BERITA JAMBI – Laporan dugaan noda pada produk air kemasan seolah mandek, LSM Pekat, Kamis (2/5/2022) ngadu ke DPRD Provinsi.

Aktivis meminta usut dugaan noda pada produk air mineral tersebut setelah viral beberapa waktu lalu.

Secara resmi, LSM Pekat sampaikan surat aduan, meminta dewan untuk menindaklanjuti hal tersebut.

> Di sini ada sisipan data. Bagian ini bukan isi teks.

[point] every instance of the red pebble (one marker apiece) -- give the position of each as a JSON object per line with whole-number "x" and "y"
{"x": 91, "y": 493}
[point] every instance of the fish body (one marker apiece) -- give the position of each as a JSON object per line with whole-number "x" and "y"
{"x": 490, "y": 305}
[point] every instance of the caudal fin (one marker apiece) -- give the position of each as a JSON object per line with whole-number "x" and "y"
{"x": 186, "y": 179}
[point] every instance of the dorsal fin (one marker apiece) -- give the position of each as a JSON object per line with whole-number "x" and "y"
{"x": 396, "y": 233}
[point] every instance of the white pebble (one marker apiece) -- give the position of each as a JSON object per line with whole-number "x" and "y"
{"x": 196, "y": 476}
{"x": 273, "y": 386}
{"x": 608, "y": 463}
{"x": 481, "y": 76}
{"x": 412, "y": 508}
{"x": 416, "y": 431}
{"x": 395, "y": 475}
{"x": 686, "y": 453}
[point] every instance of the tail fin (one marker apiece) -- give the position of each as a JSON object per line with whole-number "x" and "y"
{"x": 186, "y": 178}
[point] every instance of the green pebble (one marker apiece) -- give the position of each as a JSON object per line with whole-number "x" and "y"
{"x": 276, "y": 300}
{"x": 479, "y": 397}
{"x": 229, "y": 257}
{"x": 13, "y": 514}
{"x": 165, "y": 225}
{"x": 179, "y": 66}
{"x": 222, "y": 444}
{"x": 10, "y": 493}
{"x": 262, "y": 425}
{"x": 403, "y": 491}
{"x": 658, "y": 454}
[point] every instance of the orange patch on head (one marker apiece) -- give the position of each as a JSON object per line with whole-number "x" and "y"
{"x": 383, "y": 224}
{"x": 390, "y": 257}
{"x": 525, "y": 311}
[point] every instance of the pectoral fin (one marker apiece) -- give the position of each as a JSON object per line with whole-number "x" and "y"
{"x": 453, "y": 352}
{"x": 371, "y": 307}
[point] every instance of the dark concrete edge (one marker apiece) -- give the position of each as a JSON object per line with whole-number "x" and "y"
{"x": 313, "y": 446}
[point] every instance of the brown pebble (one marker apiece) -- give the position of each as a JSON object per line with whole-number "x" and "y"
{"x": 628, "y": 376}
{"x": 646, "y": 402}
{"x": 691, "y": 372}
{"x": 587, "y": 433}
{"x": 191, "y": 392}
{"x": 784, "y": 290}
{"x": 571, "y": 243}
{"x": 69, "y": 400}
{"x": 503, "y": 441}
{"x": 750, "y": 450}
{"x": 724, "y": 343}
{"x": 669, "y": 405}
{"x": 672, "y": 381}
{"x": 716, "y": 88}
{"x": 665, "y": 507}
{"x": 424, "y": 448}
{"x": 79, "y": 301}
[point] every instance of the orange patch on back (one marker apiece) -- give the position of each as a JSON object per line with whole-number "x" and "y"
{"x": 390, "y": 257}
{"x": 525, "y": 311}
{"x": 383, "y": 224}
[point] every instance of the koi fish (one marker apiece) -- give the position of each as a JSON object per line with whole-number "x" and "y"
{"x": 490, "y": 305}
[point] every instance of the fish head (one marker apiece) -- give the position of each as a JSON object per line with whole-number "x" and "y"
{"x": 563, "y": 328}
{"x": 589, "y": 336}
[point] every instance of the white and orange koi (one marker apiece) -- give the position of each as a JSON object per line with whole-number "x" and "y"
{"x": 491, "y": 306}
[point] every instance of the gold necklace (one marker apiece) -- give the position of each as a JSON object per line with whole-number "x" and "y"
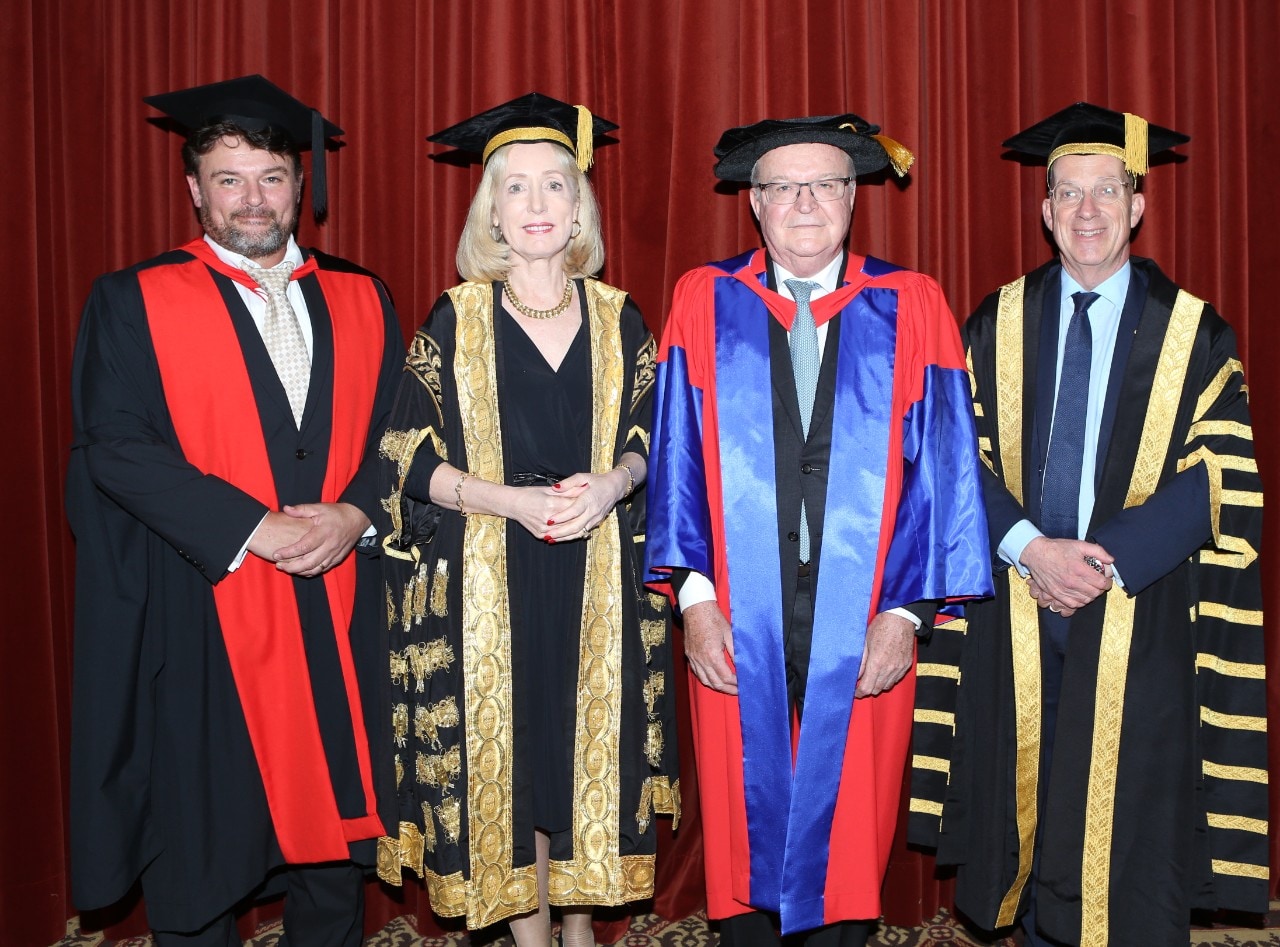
{"x": 540, "y": 314}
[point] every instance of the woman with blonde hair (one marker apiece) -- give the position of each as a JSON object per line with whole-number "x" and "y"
{"x": 530, "y": 669}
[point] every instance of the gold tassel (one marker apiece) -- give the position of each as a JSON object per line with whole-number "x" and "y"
{"x": 584, "y": 137}
{"x": 899, "y": 156}
{"x": 1134, "y": 143}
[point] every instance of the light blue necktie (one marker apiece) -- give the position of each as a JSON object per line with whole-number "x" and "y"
{"x": 804, "y": 365}
{"x": 1060, "y": 495}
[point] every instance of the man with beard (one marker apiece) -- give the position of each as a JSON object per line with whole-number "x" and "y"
{"x": 227, "y": 397}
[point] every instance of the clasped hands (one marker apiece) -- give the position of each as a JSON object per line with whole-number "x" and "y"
{"x": 309, "y": 539}
{"x": 1061, "y": 577}
{"x": 887, "y": 654}
{"x": 570, "y": 508}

“Kita pertanyakan tindak lanjutnya, agar BPOM, perusahaan dan pihak terkait segera dipanggil,” tegas Adean Teguh, Ketua LSM Pekat Provinsi Jambi.

Kronologis Temuan

Adean menjelaskan, temuan tersebut bermula saat pihaknya mendapat aduan dari masyarakat. Aduan tersebut, pada akhir 2021 lalu.

Kemudian, pihaknya melayangkan surat ke BPOM untuk menindaklanjuti atas dugaan noda dalam air minum tersebut.

“Ditemukan oleh masyarakat di salah satu swalayan. Kemudian, ini sudah kita follow up, termasuk ke Badan POM,” tukasnya.

Namun kemudian, sambungnya, terhitung hingga hari ini belum mendapat tindak lanjut dari laporan tersebut.

Karena itulah, LSM Pekat ngadu ke DPRD Provinsi. Pihaknya pun melayangkan aduan ke wakil rakyat tersebut.

“Kami minta ini ditindaklanjuti. Ketika ditemukan produk berbahaya, kita serahkan pada pihak yang berwenang. Yang jelas, hal ini harus ditindaklanjuti, jika perlu uji produk. Setelah itu, kita kembalikan pada aturan yang berlaku.” tutupnya.

Sebagai informasi, produk tersebut adalah Air Mineral Dalam Kemasan (AMDK) merek Vir.

AMDK ini produksi PT Afressh Indonesia yang berada di Kota Karang, Kabupaten Muaro Jambi.

Memproduksi sejumlah produk AMDK dengan beberapa merek seperti Vir dan WIGO, perusahaan tersebut juga memproduksi teh kemasan.